I’ve had a lot on my mind this week and it’s engendered a bit of insomnia, so I found myself channel surfing at three am. It never ceases to amaze me that with nine hundred channels of DirecTV and a dozen streaming services, sometimes it still seems as though there’s nothing on to watch. Finally, I land on the movie “Wild” based on Cheryl Strayed’s New York Times bestselling book of the same name. I read the book when it came out and figured Reese Witherspoon’s take on it might be interesting. For those who don’t know, the movie (and the book) is about Strayed’s quest to hike the Pacific Crest Trail alone for one hundred days.
It's a riveting story in part because she’s not an experienced hiker so it’s easy to see ourselves in her, imagining that we too might attempt something as audacious. It also strikes a chord because of the deep-rooted rugged individualism that is baked into our American psyche. After all, we are a nation founded by “do-it-alone” types—it’s the ethos of the American dream.

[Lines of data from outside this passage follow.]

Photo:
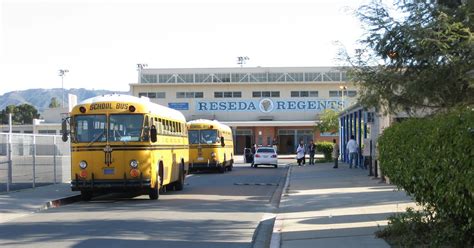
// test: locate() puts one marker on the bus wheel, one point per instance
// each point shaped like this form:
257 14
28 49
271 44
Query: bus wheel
221 168
86 195
179 185
154 193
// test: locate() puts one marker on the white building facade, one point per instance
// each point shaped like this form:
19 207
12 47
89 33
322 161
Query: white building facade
263 105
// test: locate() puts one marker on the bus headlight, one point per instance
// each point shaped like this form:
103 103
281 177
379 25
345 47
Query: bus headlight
83 164
133 163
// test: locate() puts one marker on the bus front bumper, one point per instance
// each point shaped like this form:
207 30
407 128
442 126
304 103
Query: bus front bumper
118 185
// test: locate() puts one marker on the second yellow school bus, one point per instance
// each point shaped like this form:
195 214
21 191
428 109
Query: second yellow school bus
124 143
211 146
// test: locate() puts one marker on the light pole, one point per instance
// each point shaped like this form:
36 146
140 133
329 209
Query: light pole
139 69
343 88
62 73
242 60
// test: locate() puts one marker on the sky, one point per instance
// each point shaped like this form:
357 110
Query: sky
101 42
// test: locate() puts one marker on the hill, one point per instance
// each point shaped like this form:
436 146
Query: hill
40 98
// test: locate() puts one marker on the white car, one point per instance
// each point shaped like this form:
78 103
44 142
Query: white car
265 156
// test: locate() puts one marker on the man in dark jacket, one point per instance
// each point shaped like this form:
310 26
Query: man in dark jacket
311 150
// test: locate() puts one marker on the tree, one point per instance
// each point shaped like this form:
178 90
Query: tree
423 59
21 114
329 122
54 103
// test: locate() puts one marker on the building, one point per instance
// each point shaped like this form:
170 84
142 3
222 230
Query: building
261 104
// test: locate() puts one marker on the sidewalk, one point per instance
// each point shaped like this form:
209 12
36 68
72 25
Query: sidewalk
326 207
23 202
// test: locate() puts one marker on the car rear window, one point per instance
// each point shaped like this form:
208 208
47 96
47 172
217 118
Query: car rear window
265 150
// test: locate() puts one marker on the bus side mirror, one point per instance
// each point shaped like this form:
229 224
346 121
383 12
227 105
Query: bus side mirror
153 134
64 130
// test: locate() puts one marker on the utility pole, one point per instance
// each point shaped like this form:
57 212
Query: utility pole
62 73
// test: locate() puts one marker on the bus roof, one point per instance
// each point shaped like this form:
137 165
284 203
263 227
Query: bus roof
143 101
210 122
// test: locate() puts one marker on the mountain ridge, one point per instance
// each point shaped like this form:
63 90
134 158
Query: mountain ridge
41 98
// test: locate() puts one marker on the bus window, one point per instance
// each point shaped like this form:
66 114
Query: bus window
193 136
208 136
90 128
132 127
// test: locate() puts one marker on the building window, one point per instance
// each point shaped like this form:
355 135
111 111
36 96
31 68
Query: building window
227 94
198 95
257 94
350 93
304 94
160 94
180 95
149 78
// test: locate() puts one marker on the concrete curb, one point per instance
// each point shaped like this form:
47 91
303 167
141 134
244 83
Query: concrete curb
275 241
60 202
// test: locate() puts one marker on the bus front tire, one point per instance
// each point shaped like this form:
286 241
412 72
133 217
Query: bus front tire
154 193
86 195
179 185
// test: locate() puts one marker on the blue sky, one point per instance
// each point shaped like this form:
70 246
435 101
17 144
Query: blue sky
100 42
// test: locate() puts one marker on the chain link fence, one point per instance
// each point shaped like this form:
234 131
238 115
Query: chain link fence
31 160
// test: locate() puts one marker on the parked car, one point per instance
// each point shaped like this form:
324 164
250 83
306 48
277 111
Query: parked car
265 156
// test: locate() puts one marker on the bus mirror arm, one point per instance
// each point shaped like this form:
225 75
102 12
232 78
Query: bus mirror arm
153 134
64 129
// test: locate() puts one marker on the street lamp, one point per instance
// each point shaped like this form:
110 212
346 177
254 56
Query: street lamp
139 69
343 88
241 60
62 73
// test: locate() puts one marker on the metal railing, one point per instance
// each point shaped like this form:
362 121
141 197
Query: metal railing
31 160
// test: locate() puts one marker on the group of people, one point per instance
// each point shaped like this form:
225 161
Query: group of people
302 150
352 147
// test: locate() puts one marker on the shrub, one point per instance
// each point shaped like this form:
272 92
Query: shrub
326 148
432 159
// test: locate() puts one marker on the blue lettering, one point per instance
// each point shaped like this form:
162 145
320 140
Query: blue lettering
280 105
232 106
222 106
323 104
291 105
251 106
242 106
301 105
213 106
202 106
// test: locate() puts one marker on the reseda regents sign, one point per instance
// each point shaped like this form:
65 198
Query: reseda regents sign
267 105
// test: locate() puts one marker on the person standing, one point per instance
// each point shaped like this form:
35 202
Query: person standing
300 154
352 147
311 151
366 153
335 153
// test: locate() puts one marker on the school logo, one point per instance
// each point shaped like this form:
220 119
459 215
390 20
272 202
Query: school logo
266 105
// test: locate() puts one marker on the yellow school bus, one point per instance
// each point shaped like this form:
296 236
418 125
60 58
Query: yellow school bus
211 146
124 143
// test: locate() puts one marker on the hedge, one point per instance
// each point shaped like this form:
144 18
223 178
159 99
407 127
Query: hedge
432 159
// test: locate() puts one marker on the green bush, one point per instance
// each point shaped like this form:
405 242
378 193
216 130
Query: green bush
326 148
432 159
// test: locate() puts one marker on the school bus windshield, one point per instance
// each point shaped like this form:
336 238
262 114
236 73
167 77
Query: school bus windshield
203 137
122 127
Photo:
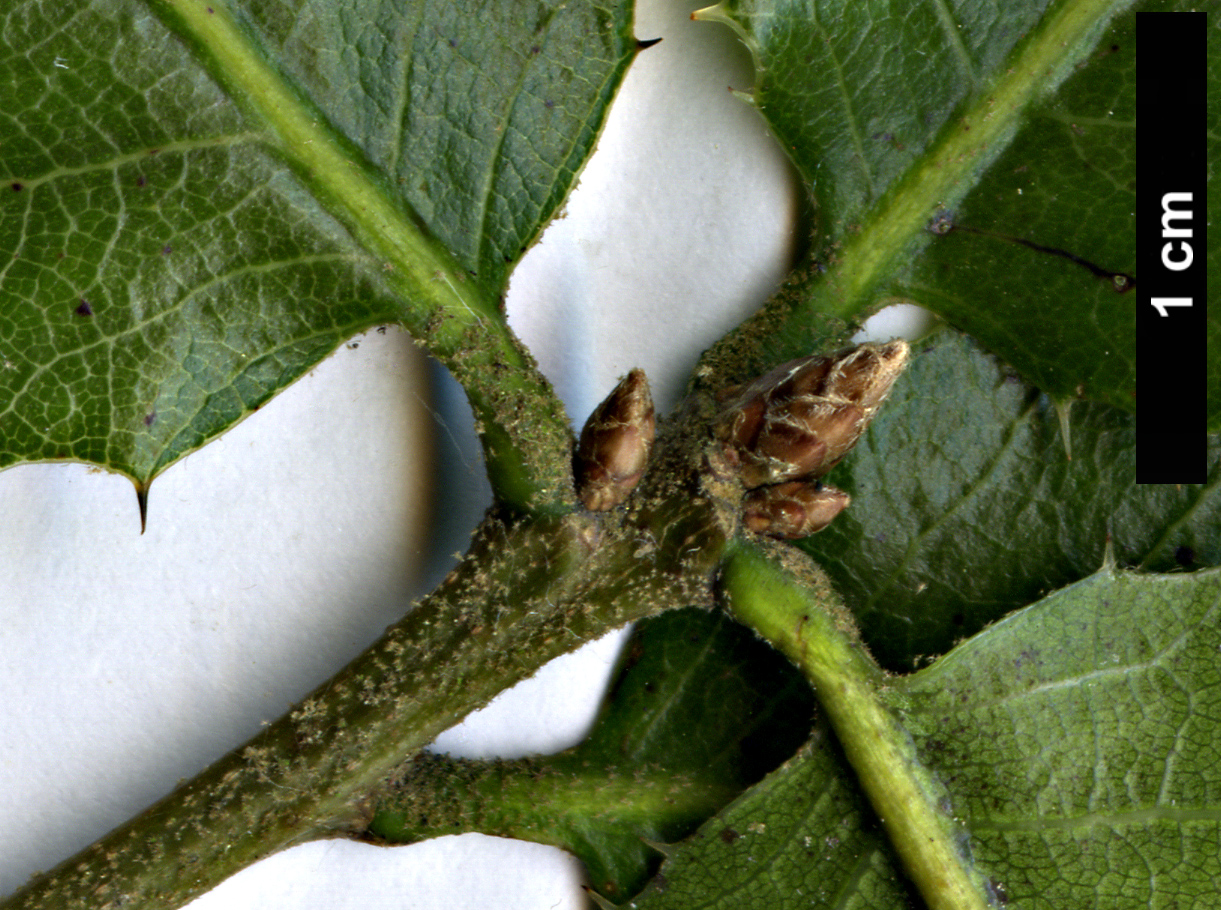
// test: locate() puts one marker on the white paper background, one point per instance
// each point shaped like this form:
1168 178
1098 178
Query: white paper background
278 552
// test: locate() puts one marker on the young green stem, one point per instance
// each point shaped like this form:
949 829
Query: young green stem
526 593
525 434
786 600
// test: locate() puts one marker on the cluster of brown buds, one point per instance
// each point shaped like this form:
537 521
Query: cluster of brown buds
784 430
614 445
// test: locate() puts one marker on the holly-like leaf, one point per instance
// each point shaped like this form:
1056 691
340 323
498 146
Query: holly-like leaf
976 159
1077 739
966 503
699 710
187 191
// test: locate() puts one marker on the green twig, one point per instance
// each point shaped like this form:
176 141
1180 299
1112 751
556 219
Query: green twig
790 602
525 434
526 593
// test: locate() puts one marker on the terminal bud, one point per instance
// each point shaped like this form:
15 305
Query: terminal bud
793 509
614 445
800 419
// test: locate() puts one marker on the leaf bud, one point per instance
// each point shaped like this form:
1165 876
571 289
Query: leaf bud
800 419
614 445
794 509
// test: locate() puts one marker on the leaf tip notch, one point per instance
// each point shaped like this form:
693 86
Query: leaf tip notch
142 502
1064 406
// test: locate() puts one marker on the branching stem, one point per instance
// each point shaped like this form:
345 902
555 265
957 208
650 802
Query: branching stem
790 602
525 434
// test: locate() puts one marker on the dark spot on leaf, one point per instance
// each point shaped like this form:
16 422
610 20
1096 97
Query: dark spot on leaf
942 224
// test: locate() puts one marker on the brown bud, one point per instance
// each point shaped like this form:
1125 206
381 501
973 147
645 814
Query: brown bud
614 445
794 509
802 418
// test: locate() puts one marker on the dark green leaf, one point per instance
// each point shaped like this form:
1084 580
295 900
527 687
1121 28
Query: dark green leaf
976 159
172 259
966 505
1077 738
699 710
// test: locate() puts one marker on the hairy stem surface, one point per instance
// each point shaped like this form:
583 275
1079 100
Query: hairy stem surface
788 601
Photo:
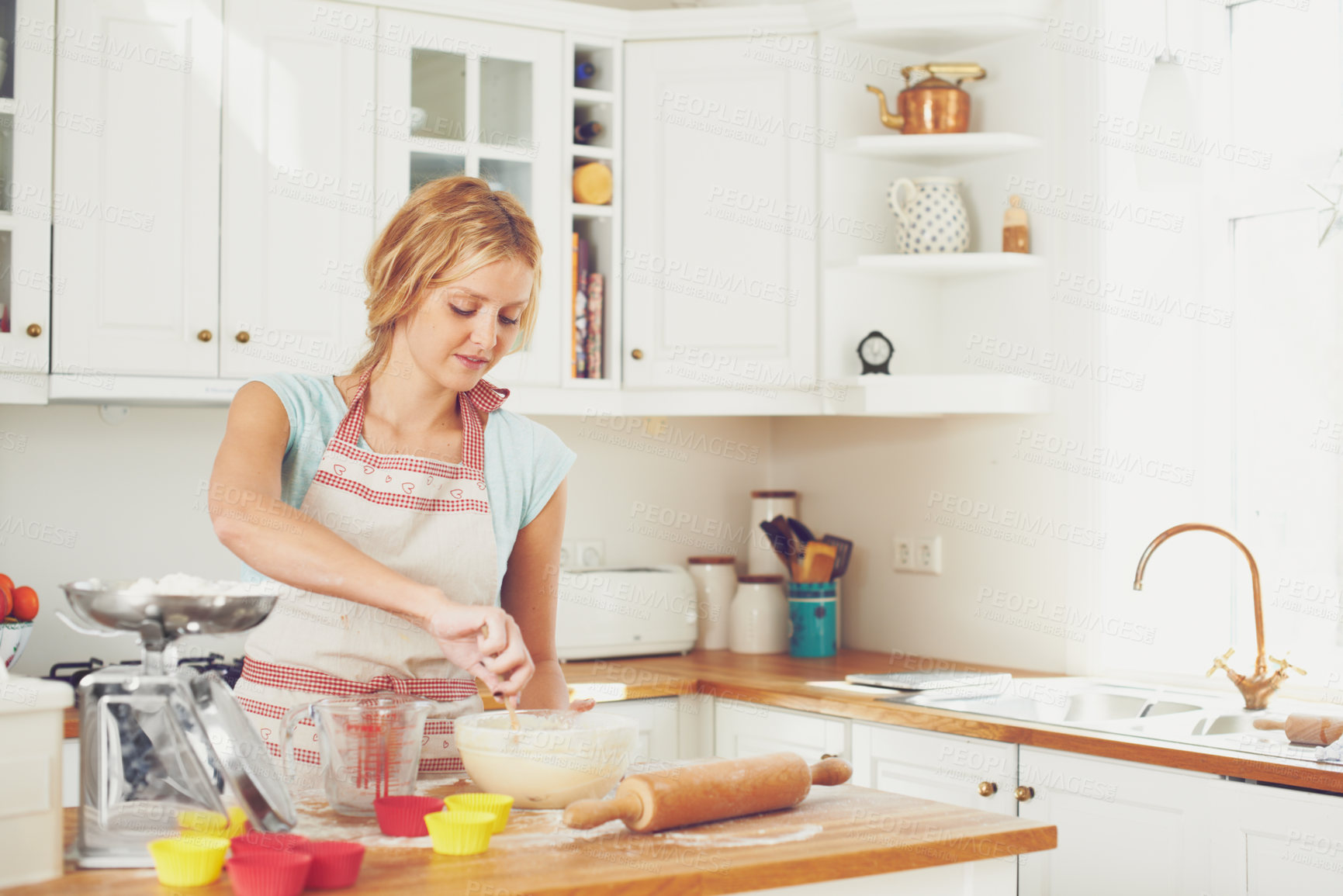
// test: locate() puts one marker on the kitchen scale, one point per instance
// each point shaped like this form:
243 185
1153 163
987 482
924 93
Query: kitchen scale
157 739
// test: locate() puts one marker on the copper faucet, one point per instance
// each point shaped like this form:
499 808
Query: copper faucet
1258 687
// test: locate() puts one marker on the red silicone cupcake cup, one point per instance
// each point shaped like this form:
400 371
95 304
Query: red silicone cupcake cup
266 841
404 815
269 872
334 863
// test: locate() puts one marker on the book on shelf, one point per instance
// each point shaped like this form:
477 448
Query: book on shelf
580 317
597 289
574 304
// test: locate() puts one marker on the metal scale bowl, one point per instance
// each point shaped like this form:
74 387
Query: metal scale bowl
159 739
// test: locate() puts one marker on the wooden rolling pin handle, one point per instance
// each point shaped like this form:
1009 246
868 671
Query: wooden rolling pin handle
590 813
832 771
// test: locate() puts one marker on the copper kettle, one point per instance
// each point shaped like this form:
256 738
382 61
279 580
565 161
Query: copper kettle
933 105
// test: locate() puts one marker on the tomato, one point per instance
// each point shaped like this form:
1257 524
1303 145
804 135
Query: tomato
25 604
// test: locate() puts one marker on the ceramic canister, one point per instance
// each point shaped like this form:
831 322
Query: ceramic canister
759 615
715 583
931 215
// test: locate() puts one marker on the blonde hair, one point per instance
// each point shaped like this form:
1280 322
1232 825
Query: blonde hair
448 230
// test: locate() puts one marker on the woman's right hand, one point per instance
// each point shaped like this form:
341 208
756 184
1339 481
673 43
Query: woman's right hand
486 642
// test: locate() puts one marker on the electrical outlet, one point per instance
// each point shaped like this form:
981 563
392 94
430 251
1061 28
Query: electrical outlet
590 554
928 555
904 554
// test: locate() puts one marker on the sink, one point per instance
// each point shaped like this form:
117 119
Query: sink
1060 701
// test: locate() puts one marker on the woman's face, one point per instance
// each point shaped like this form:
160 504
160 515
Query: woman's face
462 330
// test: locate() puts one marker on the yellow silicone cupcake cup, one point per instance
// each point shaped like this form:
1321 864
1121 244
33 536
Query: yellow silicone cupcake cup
191 860
459 832
497 805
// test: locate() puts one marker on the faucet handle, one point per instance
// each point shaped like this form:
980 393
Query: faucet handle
1220 662
1282 664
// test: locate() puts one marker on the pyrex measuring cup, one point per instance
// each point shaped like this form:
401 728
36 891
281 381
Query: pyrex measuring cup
369 746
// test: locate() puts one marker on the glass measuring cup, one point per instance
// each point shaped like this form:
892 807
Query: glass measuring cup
369 746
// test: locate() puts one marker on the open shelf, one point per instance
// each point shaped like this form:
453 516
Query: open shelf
951 264
940 148
939 395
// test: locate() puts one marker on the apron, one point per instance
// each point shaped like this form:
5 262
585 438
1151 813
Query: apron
424 519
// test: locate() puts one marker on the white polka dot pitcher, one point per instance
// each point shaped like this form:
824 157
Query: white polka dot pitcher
931 215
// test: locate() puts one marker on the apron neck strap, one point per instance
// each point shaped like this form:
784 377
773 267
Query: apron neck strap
484 396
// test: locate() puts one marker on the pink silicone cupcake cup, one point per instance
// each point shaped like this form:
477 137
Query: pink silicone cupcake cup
334 863
404 815
269 872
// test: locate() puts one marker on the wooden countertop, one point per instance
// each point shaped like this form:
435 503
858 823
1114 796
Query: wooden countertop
788 683
837 832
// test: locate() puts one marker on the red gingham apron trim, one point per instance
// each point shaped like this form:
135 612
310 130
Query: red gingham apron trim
296 679
409 501
483 395
404 462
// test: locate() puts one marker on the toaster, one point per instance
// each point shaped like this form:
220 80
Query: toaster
625 611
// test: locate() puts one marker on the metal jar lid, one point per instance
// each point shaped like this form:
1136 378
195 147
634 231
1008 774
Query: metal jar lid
241 756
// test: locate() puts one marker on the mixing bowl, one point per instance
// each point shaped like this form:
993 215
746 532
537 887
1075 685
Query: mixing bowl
555 758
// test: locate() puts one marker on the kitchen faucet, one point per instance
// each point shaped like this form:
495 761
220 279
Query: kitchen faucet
1258 687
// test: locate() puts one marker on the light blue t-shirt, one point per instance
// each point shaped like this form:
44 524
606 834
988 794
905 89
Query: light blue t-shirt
524 461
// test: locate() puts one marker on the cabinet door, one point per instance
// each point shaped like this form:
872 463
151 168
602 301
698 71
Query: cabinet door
484 100
136 206
297 207
751 730
1272 840
659 725
1123 828
951 770
720 205
26 124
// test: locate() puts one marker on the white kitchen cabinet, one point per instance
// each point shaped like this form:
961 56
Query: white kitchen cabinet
963 771
26 125
470 97
1123 828
1272 840
720 198
297 206
136 203
659 721
751 730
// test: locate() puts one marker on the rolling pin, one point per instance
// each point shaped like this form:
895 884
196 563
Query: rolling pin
1306 728
708 791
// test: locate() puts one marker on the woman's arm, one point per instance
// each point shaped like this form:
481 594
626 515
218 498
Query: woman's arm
289 545
531 591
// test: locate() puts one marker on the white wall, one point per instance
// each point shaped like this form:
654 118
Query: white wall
126 500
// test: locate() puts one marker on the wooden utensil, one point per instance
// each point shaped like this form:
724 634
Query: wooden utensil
708 791
817 562
1306 728
843 550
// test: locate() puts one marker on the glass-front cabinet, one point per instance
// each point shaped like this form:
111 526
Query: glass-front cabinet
26 128
484 100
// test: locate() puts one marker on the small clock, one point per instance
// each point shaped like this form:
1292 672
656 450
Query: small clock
874 352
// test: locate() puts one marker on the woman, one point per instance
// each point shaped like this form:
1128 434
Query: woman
424 552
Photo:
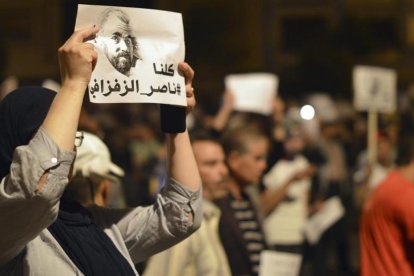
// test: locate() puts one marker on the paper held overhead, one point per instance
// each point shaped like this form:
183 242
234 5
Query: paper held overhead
138 55
375 89
253 92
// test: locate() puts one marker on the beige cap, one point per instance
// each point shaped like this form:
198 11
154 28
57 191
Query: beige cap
93 157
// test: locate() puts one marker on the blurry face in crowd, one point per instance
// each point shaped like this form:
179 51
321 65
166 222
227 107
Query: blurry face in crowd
118 44
248 167
213 170
294 144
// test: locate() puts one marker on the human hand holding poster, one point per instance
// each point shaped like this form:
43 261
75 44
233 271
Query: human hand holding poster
253 92
138 55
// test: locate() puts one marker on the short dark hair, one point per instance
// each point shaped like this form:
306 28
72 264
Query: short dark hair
236 139
203 135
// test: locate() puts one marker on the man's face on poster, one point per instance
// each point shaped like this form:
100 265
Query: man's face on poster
119 45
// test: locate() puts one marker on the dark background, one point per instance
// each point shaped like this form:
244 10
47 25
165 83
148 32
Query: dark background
311 45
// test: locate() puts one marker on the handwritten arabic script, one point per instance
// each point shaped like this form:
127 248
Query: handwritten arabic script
108 89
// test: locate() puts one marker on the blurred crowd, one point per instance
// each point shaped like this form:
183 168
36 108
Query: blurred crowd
277 171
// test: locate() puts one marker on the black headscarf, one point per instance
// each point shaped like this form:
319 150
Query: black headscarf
21 114
90 249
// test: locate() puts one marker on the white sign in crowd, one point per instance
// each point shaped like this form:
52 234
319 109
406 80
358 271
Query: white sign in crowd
138 55
375 89
253 92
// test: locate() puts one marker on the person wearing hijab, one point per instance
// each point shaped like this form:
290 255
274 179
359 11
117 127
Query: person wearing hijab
43 231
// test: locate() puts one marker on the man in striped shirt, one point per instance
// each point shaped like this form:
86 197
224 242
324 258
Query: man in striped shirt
240 230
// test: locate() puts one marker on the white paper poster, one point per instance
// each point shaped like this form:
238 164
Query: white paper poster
274 263
253 92
375 89
318 223
138 54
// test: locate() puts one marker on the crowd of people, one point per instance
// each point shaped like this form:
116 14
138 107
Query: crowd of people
100 190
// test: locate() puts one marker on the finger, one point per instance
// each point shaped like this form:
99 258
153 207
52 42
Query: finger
190 92
83 34
187 71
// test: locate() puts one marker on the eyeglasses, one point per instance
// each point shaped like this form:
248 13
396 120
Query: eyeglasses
78 138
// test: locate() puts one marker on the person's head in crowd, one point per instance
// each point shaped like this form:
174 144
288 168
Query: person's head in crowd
119 43
210 159
246 150
278 112
405 154
386 149
22 112
96 177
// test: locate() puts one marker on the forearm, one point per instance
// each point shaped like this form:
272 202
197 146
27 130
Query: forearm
62 119
181 162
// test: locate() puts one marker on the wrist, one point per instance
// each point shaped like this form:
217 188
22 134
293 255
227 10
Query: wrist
74 86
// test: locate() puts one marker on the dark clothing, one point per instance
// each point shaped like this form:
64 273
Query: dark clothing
234 239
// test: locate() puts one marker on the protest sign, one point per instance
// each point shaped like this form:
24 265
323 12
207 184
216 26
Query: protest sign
253 92
274 263
317 224
138 55
375 89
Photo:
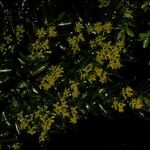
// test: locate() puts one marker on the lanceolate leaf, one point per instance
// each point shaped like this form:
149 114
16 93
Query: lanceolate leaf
129 32
146 43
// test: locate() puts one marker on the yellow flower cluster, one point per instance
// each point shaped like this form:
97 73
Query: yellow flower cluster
41 33
74 89
119 106
101 74
16 146
128 95
107 27
74 115
8 39
78 27
98 42
98 27
50 79
3 48
61 108
111 54
40 120
90 73
127 92
19 32
39 49
128 14
51 31
136 103
42 44
75 41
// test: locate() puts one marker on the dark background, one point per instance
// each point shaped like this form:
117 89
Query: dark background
129 133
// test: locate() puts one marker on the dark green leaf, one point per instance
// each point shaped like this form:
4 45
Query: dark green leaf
120 35
129 32
61 16
40 68
146 43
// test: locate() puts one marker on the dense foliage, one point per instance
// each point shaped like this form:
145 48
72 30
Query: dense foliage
61 61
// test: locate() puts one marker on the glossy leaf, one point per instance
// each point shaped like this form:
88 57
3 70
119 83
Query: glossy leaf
129 32
146 43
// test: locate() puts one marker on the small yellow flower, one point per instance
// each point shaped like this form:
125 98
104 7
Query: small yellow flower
127 92
78 27
98 27
61 108
19 32
136 103
128 14
74 115
119 106
52 31
75 41
74 89
50 79
8 39
107 27
101 74
16 146
40 33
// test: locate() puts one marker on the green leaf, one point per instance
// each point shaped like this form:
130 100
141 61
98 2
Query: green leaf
129 32
61 16
120 35
143 36
146 43
147 101
40 68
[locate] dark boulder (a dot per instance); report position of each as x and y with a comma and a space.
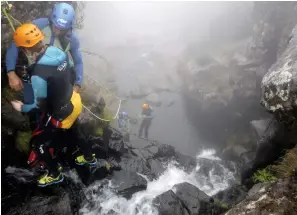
232, 195
169, 204
195, 200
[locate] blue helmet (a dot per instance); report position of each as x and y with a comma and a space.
63, 16
123, 114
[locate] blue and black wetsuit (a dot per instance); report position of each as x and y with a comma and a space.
54, 96
41, 23
146, 122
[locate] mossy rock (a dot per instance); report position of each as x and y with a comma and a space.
23, 141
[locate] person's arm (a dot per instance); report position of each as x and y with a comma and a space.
13, 52
41, 23
39, 86
77, 59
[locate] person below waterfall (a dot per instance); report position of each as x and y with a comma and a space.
124, 125
53, 96
58, 32
147, 117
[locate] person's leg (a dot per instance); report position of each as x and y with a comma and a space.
106, 137
29, 99
43, 143
78, 137
141, 128
147, 126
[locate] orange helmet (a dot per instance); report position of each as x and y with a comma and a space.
27, 35
145, 106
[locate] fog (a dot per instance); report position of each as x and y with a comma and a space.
140, 46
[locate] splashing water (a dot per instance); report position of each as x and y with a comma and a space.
107, 202
22, 175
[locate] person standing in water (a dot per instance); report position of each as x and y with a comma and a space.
147, 117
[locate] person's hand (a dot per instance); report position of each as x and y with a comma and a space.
76, 88
17, 105
14, 81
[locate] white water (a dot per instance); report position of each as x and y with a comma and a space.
141, 202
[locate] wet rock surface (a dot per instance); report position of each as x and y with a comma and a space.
274, 198
186, 199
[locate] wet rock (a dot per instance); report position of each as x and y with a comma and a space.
128, 183
196, 201
279, 85
169, 204
232, 195
156, 167
271, 198
154, 99
132, 163
165, 151
260, 126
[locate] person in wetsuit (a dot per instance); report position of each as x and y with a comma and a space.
124, 125
53, 96
57, 30
147, 117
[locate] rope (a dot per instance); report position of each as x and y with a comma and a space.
9, 17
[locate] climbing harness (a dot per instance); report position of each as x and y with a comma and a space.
24, 76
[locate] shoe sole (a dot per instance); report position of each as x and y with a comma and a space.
90, 164
55, 182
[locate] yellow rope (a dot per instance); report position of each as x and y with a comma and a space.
9, 17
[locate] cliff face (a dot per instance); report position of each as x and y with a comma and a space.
25, 11
222, 84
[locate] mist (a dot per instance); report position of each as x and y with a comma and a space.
141, 47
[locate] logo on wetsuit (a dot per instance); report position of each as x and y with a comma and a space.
62, 67
62, 22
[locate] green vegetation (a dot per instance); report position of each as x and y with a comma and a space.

As a nation and as individuals, we’ve gotten to where we are by putting ourselves first; but the Torah has something to say about putting ourselves first.
This week, God offers Abraham, our first ancestor, a reward because of his devotion and Abraham responds by asking God, “What can you give me, seeing that I am old and will die childless?”
So God arranges for Abraham to have a child with Hagar with his wife Sarah’s permission and we all know how well that went. The tensions rise and the relationships become toxic. Sarah gets angry and blames Abraham, “This is all your fault!”
Abraham wasn’t the first or the last husband to get into trouble for doing something he thought his wife had said was ok—but for good reason. The rabbis agree with Sarah, Abraham is at fault because he didn’t speak out on his wife’s behalf. They compare it to the case of two prisoners.
One day the king passes their cells and one prisoner cries out “Spare me!” upon which the king orders that man to be released. As he leaves, the other prisoner shouts to him “This is all your fault! Had you just said ‘Spare us!' I would have been released too.”
When God offered Abraham a reward, he could have said “What can you give us, seeing that we are old and will die childless?” If he had, maybe God’s solution would have been for both Abraham and Sarah. But instead, Abraham, the wise, strong, patriarch of our tradition thinks only of himself.
I often stand at the open ark with the Cantor before a b’nei mitzvah and their family and tell them that the world they are going out into will often try to convince them that they only need to worry about themselves—that as long as they get what they need, accomplish with they want, achieve their goals—how they go about it doesn’t matter. But if they can remember that they are a part of a community, that their behavior has ripples beyond themselves, and they have a responsibility to the people around them, then their lives will be so much deeper, richer, and more meaningful.
Even Abraham, the compassionate and generous man that he was, succumb to thinking only of himself; of course, we all do the same from time to time, and yes, individualism has its place, but as the Torah reminds us this week, life cannot only be about us—it must be about all of us.